# Cambridge area ice report



## Sr.Jigger (Feb 17, 2005)

Got out on a pond for 2 hour's this morning (5 acre strip pit). Only 2 1/2" - 3" of good ice.Vexilar showed fish on bottom (16') but no bite's. Snowing hard with wind. Checked several ponds and saltfork in several spot's. Just not enough ice to move around much. I'd have thought it would have been a good 4" but barely 3". Only got 2" of light snow today here. Really need 3 good C O O L night's right now. So close but still not there yet.


----------



## wave warrior (Oct 2, 2005)

not what i wanted to hear! did you check cabin day??? thats where im headed in the morning!


----------



## Sr.Jigger (Feb 17, 2005)

I didn't go down into cabin bay. It could be fishable ?


----------



## Sr.Jigger (Feb 17, 2005)

Sunday update,,
Spent 3 hours this morning going around Saltfork to my ice fishing spots checking the ice. Just disappointing !! We can't seem to get cold enough weather long enough to get safe ice. It's only 2 1/2" of hold your breath ice and it's not evenly frozen. I wouldn't tell anyone - go ahead and go but be safe because it ain't worth it.

So pissed !! Saltfork has the dam gates open letting water out which causes
the bank line ice to be all broken up and stair stepped down (perfect place to go through) water down 2' since ice started to form.

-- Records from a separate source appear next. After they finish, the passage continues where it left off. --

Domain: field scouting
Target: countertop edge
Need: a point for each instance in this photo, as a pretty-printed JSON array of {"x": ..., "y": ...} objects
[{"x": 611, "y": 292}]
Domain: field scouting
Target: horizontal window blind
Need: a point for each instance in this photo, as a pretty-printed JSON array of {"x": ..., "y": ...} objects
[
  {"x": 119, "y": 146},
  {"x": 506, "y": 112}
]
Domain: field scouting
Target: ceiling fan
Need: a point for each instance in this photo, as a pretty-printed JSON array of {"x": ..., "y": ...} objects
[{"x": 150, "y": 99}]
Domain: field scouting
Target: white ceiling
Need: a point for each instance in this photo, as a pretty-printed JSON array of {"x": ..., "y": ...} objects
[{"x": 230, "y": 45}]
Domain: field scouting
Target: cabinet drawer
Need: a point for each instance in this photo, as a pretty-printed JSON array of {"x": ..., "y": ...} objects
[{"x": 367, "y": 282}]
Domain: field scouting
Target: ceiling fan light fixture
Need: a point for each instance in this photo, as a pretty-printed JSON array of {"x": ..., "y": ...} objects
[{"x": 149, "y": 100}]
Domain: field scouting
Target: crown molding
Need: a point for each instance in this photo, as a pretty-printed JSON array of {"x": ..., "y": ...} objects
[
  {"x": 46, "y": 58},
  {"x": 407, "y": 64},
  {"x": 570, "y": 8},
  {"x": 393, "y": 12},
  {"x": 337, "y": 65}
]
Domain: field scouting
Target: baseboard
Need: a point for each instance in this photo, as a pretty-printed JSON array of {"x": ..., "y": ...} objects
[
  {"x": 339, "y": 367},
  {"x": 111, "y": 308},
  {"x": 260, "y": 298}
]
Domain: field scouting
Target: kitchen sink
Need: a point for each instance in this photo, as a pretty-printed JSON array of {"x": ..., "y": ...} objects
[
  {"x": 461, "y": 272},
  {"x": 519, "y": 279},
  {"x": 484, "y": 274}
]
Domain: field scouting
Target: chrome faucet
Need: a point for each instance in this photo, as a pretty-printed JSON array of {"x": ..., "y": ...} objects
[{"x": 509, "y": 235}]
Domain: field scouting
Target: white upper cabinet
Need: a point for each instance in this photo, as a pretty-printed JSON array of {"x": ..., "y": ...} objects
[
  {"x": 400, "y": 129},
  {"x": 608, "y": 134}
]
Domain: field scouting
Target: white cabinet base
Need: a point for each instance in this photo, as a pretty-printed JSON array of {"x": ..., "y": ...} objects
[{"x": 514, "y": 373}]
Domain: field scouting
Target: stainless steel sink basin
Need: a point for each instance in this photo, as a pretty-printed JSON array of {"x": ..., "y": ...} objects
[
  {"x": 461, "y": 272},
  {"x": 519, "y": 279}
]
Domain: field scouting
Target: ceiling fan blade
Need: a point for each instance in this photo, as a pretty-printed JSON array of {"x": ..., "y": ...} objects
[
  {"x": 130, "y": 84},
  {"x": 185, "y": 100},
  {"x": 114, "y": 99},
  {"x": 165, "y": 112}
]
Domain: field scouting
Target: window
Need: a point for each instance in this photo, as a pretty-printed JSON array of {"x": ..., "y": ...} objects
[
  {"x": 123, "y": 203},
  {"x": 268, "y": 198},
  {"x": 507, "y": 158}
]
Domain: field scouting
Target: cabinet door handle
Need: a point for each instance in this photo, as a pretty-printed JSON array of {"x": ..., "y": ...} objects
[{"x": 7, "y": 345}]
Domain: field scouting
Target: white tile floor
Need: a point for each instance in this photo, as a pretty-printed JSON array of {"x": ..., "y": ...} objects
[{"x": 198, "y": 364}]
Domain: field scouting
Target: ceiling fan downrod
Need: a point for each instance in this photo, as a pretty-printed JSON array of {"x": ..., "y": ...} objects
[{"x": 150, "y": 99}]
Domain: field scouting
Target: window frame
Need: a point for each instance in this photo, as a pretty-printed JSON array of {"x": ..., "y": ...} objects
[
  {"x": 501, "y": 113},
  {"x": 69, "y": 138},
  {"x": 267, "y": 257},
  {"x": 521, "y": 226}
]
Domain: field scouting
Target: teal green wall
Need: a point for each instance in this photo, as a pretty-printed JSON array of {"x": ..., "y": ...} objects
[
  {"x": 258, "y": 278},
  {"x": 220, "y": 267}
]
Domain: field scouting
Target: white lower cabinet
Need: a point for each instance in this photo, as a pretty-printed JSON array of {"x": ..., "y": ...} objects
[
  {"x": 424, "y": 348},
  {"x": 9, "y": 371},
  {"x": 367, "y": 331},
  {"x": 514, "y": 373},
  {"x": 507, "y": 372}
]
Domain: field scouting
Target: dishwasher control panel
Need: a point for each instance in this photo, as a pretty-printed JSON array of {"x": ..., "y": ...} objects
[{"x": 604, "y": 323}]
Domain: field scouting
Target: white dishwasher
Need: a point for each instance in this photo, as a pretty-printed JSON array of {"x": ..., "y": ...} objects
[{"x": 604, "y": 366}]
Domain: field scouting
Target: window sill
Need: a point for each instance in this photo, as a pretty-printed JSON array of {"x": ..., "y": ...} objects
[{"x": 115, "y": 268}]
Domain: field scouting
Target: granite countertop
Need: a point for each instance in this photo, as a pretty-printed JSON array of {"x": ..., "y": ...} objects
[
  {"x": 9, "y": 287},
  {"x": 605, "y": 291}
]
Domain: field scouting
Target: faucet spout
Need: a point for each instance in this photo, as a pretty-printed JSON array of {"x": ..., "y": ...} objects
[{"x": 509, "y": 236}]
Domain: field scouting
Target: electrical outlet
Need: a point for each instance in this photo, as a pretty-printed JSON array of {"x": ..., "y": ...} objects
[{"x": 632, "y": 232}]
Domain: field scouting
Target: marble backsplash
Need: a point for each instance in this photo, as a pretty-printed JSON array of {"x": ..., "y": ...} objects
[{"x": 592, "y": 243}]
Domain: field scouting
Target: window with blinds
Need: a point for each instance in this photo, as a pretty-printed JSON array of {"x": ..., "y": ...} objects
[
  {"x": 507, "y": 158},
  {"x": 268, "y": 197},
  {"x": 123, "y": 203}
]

Next Sunday I'll be heading 10 hours travel up north to upper Michigan for a week of ice fishing. May never see good ice in Ohio this year (again). Sure hope I'm wrong.....


----------



## wave warrior (Oct 2, 2005)

hit cabin bay sat morning...2 1/2'' is the most i found, average was 2''...fished it for an hr...a few crappie and an 8# channel cat...pucker factor ran me off!! checked over by stone house/stump cove...same deal, ended up at atwood...small fish but 4'' clear ice...i really want to fish the fork but not on 2''!!!


----------